Cardinals in the Roman Catholic Church are alike princes in a kingdom. They make up what is known as the Sacred College of Cardinals .
The cardinals form the Pope ’ s council. When a Pope dies, they meet ‘ in conclave ’ to elect a newfangled pope from amongst their own number, and during the void they have to direct administrative matters and watch over the interests of the Church .
Bishops and archbishops are elevated to the College of Cardinals by the Pope. The act at any given time in the past has varied greatly, ranging from below 20, but not as a convention being above 70. The last Pope, John XXIII, and the award one, Paul VI, have increased the issue, so that since 1965 there have been 100 or more, the highest count ever.

evening when a cardinal is engaged in his ordinary daily business, his garments are edged with the red which has come to be associated with his dignity. A bright loss glows from the pipings and cloth-covered buttons on the everyday black cassocks, and from shank sashes, skull-caps and stockings. On ceremony occasions, the cardinals ’ cassocks are wholly in crimson, and they wear red satiny cloaks with voluminous trains which they drape over the arm like the Romans did their toga .

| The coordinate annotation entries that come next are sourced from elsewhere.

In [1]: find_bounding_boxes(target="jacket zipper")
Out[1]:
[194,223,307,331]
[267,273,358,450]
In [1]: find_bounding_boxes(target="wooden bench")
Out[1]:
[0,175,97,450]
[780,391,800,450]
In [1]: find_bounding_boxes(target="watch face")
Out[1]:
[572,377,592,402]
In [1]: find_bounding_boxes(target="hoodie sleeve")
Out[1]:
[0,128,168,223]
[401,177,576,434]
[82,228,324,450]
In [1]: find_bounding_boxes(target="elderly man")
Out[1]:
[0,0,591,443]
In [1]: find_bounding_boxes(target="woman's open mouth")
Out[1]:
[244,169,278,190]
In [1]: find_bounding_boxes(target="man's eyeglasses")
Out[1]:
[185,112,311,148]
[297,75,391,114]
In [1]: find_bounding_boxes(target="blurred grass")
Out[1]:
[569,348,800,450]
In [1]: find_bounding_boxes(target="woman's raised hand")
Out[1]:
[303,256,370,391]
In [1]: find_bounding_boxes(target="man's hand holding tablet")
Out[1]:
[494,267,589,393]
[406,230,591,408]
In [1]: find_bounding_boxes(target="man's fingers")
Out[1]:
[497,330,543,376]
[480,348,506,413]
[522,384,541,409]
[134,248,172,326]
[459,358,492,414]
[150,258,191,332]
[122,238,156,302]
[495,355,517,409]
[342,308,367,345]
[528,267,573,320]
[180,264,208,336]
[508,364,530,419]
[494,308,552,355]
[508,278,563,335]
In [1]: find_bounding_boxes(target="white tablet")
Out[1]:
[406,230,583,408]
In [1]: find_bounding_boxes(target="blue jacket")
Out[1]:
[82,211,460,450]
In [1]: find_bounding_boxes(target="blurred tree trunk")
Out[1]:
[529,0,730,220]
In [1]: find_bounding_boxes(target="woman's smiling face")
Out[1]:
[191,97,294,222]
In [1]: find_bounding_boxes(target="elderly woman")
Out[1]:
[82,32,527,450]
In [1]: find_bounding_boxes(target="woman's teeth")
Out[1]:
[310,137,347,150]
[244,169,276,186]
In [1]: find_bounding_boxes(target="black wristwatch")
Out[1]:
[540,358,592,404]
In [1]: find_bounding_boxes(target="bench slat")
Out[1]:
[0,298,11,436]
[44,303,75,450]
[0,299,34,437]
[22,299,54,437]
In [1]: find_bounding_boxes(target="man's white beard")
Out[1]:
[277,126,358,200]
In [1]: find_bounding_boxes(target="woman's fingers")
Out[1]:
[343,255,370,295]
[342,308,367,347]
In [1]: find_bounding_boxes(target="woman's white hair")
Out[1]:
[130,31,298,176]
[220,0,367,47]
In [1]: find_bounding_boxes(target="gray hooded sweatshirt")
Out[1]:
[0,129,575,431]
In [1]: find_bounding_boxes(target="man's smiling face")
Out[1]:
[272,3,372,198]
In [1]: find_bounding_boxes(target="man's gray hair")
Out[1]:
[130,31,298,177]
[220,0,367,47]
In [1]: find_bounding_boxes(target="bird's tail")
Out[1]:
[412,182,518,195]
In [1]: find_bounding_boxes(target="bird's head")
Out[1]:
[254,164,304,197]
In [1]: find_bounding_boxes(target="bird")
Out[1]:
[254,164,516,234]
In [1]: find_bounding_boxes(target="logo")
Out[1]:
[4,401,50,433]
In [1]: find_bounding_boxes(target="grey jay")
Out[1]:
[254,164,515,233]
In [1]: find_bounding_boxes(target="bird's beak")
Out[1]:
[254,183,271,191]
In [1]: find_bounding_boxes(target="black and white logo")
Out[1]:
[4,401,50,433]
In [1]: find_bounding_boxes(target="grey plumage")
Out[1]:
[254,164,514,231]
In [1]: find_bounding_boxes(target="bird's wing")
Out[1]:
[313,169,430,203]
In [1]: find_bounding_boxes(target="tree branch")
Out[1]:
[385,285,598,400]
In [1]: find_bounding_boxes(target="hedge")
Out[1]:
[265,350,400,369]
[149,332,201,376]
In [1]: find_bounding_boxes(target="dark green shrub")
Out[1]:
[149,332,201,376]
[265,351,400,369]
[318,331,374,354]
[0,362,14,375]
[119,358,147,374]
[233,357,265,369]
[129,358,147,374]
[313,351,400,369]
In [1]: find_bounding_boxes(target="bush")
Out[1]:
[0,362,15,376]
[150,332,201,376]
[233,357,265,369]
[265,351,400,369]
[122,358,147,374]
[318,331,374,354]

The particular sign of a cardinal number is his hat – although it is not very virtual and is rarely worn. For hundreds of years it has been a wide-brimmed, silk hat from which tassels hang on either side. More normally, cardinals wear the familiar four-cornered, crimson biretta – and skull-caps in the lapp semblance .
The claim of cardinal evolved about 15 centuries ago, most probably from the Latin bible cardo, meaning ‘ hinge ’. The title emphasises the fundamental kinship between these princes of the Church and the Pope – cardinals are the ‘ hinges of the papacy ’.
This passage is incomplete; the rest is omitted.